At least 42 babies and three mothers died at maternity wards covered by a single hospital trust due to a ‘toxic’ culture, a leaked report has claimed.
Children were also left with disabilities as a result of substandard care at Shrewsbury and Telford Hospital Trust in what could possibly be the largest maternity scandal in NHS history.
Staff at the trust routinely dismissed parents’ concerns, were unkind and got dead babies’ names wrong, according to the document seen by The Independent.
In one troubling case, parents were not told their baby’s body had arrived back from the post-mortem examination, and it was left to decompose so badly the family never got to say goodbye properly.
The interim update report comes from an independent inquiry led by maternity expert Donna Ockenden, which was launched by former health secretary Jeremy Hunt in July 2017.
Rhiannon and Richard Stanton Davies, whose daughter Kate died shortly after birth in 2009, were part of the reason the inquiry was launched after they campaigned for it.
Ms Davies told The Independent the leaked report showed the trust had ‘condemned my daughter to death’, adding: ‘How has this been tolerated for so long?
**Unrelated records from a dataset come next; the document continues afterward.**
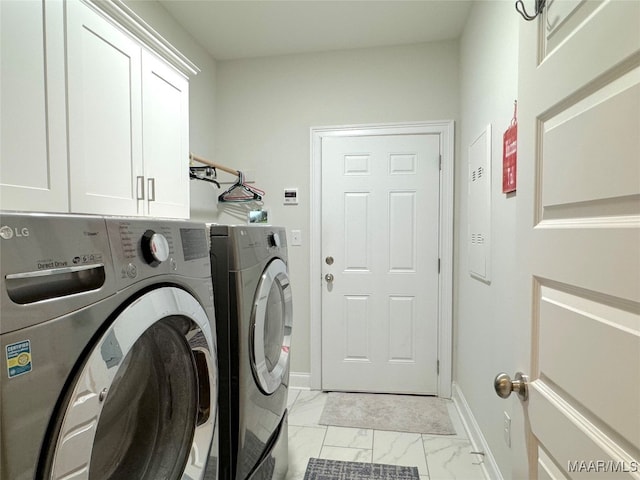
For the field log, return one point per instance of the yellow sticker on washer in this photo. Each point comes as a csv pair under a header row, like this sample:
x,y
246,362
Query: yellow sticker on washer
x,y
19,358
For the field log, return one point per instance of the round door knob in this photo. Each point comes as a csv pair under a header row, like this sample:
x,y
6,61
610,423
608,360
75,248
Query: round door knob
x,y
503,385
155,248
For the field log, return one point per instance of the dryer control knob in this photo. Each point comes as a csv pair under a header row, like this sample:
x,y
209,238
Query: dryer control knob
x,y
274,240
155,248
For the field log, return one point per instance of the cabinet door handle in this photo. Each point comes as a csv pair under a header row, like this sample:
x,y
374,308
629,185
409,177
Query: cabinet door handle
x,y
139,187
151,188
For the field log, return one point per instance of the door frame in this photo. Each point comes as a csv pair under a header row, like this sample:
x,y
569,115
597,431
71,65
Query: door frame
x,y
445,129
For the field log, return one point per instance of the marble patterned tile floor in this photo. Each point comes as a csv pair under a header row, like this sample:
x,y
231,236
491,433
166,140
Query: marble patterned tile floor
x,y
438,457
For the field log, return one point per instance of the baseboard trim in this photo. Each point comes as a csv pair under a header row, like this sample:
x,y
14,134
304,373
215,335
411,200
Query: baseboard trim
x,y
489,465
300,380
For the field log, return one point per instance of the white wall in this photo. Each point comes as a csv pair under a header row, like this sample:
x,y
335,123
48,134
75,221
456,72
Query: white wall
x,y
484,314
266,107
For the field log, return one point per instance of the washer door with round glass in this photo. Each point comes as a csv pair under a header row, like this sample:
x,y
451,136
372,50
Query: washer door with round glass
x,y
143,404
271,321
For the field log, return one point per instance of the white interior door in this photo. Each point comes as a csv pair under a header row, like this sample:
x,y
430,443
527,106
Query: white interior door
x,y
579,234
380,207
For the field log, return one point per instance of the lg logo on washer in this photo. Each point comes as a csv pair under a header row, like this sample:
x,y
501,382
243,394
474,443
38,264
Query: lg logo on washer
x,y
8,233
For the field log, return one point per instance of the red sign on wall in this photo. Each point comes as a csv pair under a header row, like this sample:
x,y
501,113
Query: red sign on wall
x,y
510,155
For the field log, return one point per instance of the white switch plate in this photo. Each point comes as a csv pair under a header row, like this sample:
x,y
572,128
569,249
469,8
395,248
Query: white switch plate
x,y
290,196
296,238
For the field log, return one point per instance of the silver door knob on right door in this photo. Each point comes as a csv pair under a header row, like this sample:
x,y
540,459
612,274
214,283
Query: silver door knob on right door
x,y
503,385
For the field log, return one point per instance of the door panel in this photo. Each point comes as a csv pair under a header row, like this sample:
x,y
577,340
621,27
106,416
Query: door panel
x,y
380,224
579,232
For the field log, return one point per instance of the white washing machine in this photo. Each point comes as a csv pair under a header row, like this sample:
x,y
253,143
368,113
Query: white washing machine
x,y
108,344
254,319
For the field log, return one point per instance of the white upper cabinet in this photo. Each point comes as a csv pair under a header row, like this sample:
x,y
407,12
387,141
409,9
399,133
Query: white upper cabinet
x,y
105,114
114,139
165,133
33,155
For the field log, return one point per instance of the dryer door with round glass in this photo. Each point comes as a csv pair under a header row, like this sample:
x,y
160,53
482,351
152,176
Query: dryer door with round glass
x,y
143,403
271,321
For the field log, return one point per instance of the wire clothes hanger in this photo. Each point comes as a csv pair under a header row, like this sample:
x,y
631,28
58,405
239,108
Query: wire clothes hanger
x,y
539,6
239,191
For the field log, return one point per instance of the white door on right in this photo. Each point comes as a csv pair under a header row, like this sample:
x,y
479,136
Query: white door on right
x,y
579,235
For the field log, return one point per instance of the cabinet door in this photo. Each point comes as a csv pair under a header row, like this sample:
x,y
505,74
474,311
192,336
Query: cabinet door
x,y
165,119
105,125
33,157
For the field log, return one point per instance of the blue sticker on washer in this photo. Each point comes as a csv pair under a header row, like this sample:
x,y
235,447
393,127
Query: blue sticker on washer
x,y
19,358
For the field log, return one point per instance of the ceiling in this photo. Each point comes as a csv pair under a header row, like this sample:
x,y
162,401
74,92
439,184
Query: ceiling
x,y
234,29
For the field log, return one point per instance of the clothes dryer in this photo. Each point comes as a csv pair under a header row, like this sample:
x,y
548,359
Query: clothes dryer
x,y
254,319
107,338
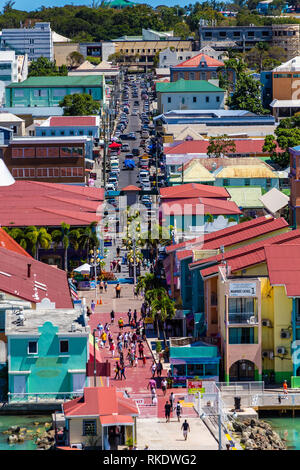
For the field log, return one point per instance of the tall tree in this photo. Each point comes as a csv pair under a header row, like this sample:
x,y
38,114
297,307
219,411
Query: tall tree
x,y
79,104
220,146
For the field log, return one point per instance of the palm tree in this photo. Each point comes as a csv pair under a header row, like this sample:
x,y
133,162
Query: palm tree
x,y
89,239
162,307
18,235
38,238
62,236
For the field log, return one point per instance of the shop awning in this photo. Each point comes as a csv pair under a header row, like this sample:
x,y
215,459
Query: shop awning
x,y
115,420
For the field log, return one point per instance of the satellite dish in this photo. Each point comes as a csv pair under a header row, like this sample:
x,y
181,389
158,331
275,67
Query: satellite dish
x,y
6,178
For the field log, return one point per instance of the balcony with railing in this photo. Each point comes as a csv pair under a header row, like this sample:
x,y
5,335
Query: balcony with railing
x,y
246,318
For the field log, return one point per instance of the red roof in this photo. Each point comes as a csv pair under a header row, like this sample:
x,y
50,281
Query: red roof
x,y
193,190
233,235
112,420
6,241
243,146
49,281
195,61
100,401
72,121
284,267
249,255
48,204
199,206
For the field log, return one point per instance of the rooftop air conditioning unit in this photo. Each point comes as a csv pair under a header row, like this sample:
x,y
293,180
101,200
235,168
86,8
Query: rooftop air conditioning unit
x,y
267,354
280,350
285,334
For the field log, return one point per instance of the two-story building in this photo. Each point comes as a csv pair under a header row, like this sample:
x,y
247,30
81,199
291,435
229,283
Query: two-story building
x,y
49,159
286,88
189,94
49,91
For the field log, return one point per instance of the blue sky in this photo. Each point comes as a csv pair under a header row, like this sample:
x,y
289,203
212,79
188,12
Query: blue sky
x,y
31,5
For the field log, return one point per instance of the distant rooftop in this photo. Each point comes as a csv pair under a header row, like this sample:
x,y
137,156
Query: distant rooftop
x,y
34,319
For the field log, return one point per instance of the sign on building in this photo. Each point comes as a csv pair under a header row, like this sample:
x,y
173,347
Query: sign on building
x,y
242,289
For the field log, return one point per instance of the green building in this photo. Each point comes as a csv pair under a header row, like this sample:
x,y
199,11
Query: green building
x,y
47,354
49,91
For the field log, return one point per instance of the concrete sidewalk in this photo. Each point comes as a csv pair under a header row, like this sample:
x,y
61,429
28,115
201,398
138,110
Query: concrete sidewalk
x,y
159,435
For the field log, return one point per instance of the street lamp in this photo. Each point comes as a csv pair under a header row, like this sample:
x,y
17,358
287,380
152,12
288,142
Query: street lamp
x,y
95,370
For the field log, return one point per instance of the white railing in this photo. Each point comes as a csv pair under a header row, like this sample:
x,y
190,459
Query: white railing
x,y
43,397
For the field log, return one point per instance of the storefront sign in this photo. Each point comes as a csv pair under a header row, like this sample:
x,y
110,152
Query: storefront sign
x,y
242,289
195,386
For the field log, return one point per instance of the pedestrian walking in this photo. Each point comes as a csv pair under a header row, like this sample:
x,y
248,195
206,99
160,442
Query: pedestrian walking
x,y
171,400
123,372
112,348
121,323
118,291
167,411
159,369
129,313
185,429
164,385
117,371
178,410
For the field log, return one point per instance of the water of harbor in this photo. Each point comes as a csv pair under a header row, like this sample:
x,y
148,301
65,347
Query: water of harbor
x,y
288,429
23,422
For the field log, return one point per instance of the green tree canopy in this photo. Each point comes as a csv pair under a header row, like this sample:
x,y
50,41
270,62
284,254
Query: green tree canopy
x,y
44,67
220,145
79,104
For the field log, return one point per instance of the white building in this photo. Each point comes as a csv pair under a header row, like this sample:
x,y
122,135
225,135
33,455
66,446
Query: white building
x,y
170,58
36,42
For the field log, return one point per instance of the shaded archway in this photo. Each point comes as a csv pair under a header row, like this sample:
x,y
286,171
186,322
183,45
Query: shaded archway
x,y
242,370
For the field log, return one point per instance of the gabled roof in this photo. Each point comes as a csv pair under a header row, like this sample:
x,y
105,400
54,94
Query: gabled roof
x,y
284,267
100,401
199,206
185,86
233,235
246,256
243,146
7,242
44,281
192,190
198,59
48,204
71,121
49,81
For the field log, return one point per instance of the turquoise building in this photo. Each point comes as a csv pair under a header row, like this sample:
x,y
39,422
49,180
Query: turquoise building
x,y
47,354
194,360
49,91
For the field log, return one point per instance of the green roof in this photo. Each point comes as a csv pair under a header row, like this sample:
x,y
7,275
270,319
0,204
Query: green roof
x,y
63,81
182,86
193,352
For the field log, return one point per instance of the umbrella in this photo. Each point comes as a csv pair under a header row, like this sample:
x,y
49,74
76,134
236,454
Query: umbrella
x,y
84,268
114,145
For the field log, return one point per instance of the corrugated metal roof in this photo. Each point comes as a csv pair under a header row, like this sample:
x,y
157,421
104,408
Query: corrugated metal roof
x,y
192,190
197,59
15,281
249,255
65,81
284,267
185,86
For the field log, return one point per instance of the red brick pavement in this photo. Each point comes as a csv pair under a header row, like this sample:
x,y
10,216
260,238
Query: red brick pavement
x,y
137,378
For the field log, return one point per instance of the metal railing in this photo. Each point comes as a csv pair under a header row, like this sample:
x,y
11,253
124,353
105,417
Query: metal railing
x,y
42,397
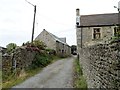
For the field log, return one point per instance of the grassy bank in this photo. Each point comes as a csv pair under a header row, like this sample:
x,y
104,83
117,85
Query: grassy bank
x,y
79,80
25,74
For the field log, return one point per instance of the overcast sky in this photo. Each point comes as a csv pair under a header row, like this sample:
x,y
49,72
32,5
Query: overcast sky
x,y
56,16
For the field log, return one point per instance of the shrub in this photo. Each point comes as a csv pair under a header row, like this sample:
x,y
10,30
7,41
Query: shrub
x,y
36,43
40,61
11,47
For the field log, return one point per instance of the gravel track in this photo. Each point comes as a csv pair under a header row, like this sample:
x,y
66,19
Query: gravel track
x,y
56,75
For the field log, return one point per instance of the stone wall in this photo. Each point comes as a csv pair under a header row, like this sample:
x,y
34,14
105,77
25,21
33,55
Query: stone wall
x,y
19,60
101,65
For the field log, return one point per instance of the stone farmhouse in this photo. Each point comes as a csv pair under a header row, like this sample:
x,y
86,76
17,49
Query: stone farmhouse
x,y
55,43
96,28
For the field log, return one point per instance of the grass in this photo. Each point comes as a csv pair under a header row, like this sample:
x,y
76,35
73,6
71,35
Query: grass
x,y
12,81
79,80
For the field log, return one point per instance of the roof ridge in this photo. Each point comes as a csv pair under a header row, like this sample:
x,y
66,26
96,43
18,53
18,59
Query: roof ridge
x,y
99,14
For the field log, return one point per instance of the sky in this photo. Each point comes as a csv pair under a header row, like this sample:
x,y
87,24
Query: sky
x,y
56,16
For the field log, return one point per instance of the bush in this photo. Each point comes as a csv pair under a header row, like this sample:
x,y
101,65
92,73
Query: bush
x,y
40,61
11,47
39,44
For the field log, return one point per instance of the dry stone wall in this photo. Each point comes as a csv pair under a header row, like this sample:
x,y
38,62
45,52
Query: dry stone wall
x,y
101,65
19,60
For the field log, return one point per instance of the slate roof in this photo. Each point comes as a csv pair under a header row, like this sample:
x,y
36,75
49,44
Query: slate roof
x,y
99,19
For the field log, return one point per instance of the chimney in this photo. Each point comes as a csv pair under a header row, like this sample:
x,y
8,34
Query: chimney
x,y
77,12
77,17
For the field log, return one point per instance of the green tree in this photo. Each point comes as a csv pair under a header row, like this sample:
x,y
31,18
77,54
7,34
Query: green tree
x,y
11,47
39,44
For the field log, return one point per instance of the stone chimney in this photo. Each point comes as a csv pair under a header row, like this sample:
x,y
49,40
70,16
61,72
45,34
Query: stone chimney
x,y
63,39
77,17
77,12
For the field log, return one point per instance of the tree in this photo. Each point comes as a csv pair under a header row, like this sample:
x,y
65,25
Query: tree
x,y
11,47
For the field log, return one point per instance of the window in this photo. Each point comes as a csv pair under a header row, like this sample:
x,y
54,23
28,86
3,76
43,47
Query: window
x,y
115,31
96,33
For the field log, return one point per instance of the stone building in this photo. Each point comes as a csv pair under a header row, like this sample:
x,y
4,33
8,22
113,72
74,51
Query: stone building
x,y
53,42
96,28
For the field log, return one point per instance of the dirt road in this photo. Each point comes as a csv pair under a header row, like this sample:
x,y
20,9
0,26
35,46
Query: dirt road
x,y
56,75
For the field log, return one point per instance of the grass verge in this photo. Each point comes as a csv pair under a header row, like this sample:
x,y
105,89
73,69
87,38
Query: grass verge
x,y
79,80
14,80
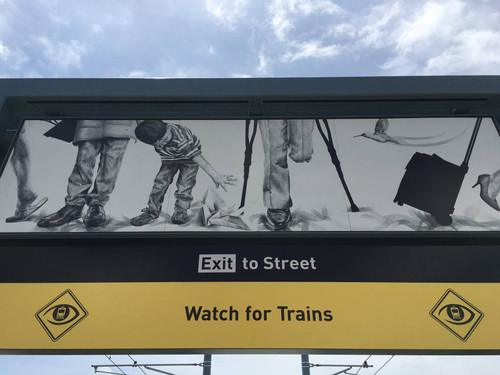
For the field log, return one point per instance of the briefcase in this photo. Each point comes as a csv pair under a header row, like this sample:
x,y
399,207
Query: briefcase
x,y
432,184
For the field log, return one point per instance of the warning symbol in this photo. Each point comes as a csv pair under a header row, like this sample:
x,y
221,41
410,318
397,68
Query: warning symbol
x,y
61,314
459,316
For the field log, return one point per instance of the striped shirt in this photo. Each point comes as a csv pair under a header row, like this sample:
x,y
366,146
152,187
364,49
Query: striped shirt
x,y
184,145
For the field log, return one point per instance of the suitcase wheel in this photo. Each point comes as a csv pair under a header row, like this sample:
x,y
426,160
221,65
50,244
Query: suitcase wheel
x,y
443,219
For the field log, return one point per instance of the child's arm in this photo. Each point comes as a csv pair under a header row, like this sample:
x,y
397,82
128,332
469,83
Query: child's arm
x,y
219,179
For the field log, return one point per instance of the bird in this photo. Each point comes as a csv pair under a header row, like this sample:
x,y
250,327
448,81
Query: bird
x,y
490,187
380,135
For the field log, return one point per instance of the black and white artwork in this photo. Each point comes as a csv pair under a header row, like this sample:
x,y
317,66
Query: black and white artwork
x,y
378,174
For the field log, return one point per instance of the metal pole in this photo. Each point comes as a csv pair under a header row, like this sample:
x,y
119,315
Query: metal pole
x,y
207,361
305,364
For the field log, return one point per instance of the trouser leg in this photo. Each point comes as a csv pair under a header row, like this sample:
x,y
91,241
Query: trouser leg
x,y
185,183
21,164
112,152
161,183
276,174
80,180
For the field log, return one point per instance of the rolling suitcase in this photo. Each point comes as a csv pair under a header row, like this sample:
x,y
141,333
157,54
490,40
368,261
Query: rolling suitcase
x,y
432,184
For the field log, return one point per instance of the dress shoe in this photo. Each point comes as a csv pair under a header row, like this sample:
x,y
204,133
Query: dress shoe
x,y
490,186
142,219
23,213
180,216
278,219
64,215
95,216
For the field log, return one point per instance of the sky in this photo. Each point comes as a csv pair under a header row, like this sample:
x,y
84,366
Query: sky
x,y
239,39
242,38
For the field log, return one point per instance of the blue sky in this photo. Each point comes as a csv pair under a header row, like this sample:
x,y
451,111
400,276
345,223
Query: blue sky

It is horrific.’
In the report, Ms Ockenden wrote: ‘No apology will be sufficient or adequate for families who lost loved ones to avoidable deaths, or whose experience of becoming a parent was blighted by poor care and avoidable harm.
‘Many families have described to me how they live on a daily basis with the results of that poor care.’
The report also criticised the trust’s slow response in sending the inquiry medical records, clinical notes and other documents and warned lessons had still not be learned today and communication with families was still lacking.
The study’s initial scope was to examine 23 cases but it eventually grew to more than 270 covering the period 1979 to the present day.
The cases include 22 stillbirths, three deaths during pregnancy, 17 deaths of babies after birth, three deaths of mothers, 47 cases of substandard care and 51 cases of cerebral palsy or brain damage.
Until now, Morecambe Bay, which saw the avoidable deaths of 11 babies and one mother at Cumbria’s Furness General Hospital between 2004 and 2013, was the worst ever maternity scandal in the UK.
Ms Ockenden said in a statement the report was produced at the request of NHS Improvement and was not meant for publication.
The study also criticised carried out by the Royal College of Obstetricians and Gynaecologists (RCOG) that it called inadequate.
Paula Clark, interim chief executive at Shrewsbury and Telford Hospital NHS Trust, added: ‘On behalf of the trust, I apologise unreservedly to the families who have been affected.
‘I would like to reassure all families using our maternity services that we have not been waiting for Donna Ockenden’s final report before working to improve our services.
‘A lot has already been done to address the issues raised by previous cases.